FairPoint is a viable operation; it just needs to reduce its debt by some 70-80% in order to be financially sustainable. Considering that most of its debt was inherited from Verizon (Verizon decided to take a $1.2 billion dividend out of it before spinning it out), one would think that they would have known that leveraging the company before giving it away would have killed the equity holders.

China will be sucking the world’s crude supply dry

The title is a one-line summary of what I will be describing in this post. Essentially with the global economic downturn slated to moderate due to the injection of fiscal stimulus, the countries that will continue to face true organic growth will have a need to consume more energy.

There is no economy on this planet growing faster than China, and not surprisingly, one can see from this article that their actual crude consumption has increased, and will continue to increase in the future. Note that Japanese consumption continues to decline, which is lock-step with their economy.

The only two questions that need to be answered is whether North American consumption will decrease and where will the supply come from?

I will borrow a slide from R-Squared (who incidentally knows much more than what he discusses on his blog, and knows much more than your typical politician on the issue of alternative fuel sources) and just say that the supply side looks to be capped in the future:

Slide04

Since world oil production has probably peaked, or is close to peaking, any supply-side shocks will have a disproportionate amount of impact in price. It is likely that an absolute floor for crude is $35 as seen in late 2008, in the middle of the economic crisis.

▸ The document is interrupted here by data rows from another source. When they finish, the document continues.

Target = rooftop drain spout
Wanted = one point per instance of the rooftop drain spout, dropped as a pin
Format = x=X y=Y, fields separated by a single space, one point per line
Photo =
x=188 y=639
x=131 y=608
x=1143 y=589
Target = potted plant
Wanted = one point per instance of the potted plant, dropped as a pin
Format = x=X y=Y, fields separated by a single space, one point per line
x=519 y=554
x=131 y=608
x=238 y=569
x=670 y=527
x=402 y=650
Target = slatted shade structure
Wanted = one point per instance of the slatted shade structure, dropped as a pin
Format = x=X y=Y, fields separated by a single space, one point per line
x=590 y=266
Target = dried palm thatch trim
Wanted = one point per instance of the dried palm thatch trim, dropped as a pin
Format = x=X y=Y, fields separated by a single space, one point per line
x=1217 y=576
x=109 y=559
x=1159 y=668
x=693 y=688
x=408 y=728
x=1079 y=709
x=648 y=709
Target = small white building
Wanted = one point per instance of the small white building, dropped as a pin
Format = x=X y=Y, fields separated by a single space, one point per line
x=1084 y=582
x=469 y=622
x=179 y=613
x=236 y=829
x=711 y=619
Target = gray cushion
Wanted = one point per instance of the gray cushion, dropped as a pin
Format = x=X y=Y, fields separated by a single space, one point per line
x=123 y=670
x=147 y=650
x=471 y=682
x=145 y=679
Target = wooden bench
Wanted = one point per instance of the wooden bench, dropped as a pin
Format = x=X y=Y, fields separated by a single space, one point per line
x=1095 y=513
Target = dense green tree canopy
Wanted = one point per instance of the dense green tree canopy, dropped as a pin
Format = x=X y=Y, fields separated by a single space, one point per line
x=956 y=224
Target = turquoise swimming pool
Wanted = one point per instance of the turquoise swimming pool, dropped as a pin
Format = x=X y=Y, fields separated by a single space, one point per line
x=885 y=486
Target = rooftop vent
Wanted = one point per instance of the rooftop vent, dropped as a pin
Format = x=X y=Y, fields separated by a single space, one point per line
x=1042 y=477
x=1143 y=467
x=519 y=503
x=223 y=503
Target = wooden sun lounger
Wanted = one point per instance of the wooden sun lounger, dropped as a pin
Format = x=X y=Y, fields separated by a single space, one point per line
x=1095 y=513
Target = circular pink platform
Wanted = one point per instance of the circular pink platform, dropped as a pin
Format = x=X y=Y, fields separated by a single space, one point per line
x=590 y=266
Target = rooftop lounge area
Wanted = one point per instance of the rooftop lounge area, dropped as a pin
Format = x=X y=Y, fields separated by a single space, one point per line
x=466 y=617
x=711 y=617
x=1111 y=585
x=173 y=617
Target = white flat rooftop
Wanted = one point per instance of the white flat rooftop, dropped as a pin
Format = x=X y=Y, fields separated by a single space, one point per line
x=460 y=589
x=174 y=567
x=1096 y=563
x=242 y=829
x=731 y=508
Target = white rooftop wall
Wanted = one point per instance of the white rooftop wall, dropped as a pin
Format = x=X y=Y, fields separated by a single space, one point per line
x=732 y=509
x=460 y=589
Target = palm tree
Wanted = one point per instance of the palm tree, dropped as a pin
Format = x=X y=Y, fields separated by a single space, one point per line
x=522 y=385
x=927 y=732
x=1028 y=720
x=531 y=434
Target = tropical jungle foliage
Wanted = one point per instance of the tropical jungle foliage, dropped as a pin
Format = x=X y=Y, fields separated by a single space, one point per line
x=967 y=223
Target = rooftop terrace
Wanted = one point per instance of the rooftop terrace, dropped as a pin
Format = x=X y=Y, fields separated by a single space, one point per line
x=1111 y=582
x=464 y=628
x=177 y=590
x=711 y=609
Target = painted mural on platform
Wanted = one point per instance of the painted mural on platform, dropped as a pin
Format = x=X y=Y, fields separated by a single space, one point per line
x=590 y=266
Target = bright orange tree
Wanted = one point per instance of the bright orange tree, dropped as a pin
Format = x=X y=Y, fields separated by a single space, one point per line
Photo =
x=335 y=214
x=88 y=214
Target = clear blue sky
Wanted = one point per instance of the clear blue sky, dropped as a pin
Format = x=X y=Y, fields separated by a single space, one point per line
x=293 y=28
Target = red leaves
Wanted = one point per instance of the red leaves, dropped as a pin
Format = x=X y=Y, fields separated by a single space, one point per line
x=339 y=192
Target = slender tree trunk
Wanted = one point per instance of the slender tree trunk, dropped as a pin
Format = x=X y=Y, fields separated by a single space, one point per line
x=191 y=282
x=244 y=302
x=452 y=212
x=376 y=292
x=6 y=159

It is also more likely in ‘regular’ times that the floor for crude prices is higher, likely around $60 per barrel.

Marginal costs for alternative energy sources are still much higher than the price for crude extraction and processing; most of the inputs for alternative energy sources (e.g. corn ethanol) rely heavily on other energy inputs (crude and natural gas).

The only thing that will make alternative energy more viable is higher crude prices. And higher is where crude will go in the medium term. As crude’s price continues to go higher, more and more supply sources start to become economically viable. There won’t be a shoot-up to $1000 a barrel (barring some sort of global conflict) but a climb in prices is inevitable given the demand-supply dynamics.

The only salvation against higher crude prices are energy breakthroughs in other fields, such as the development of sustainable fusion, or less capital expense intense solar energy, or the development of high capacity low-loss energy storage.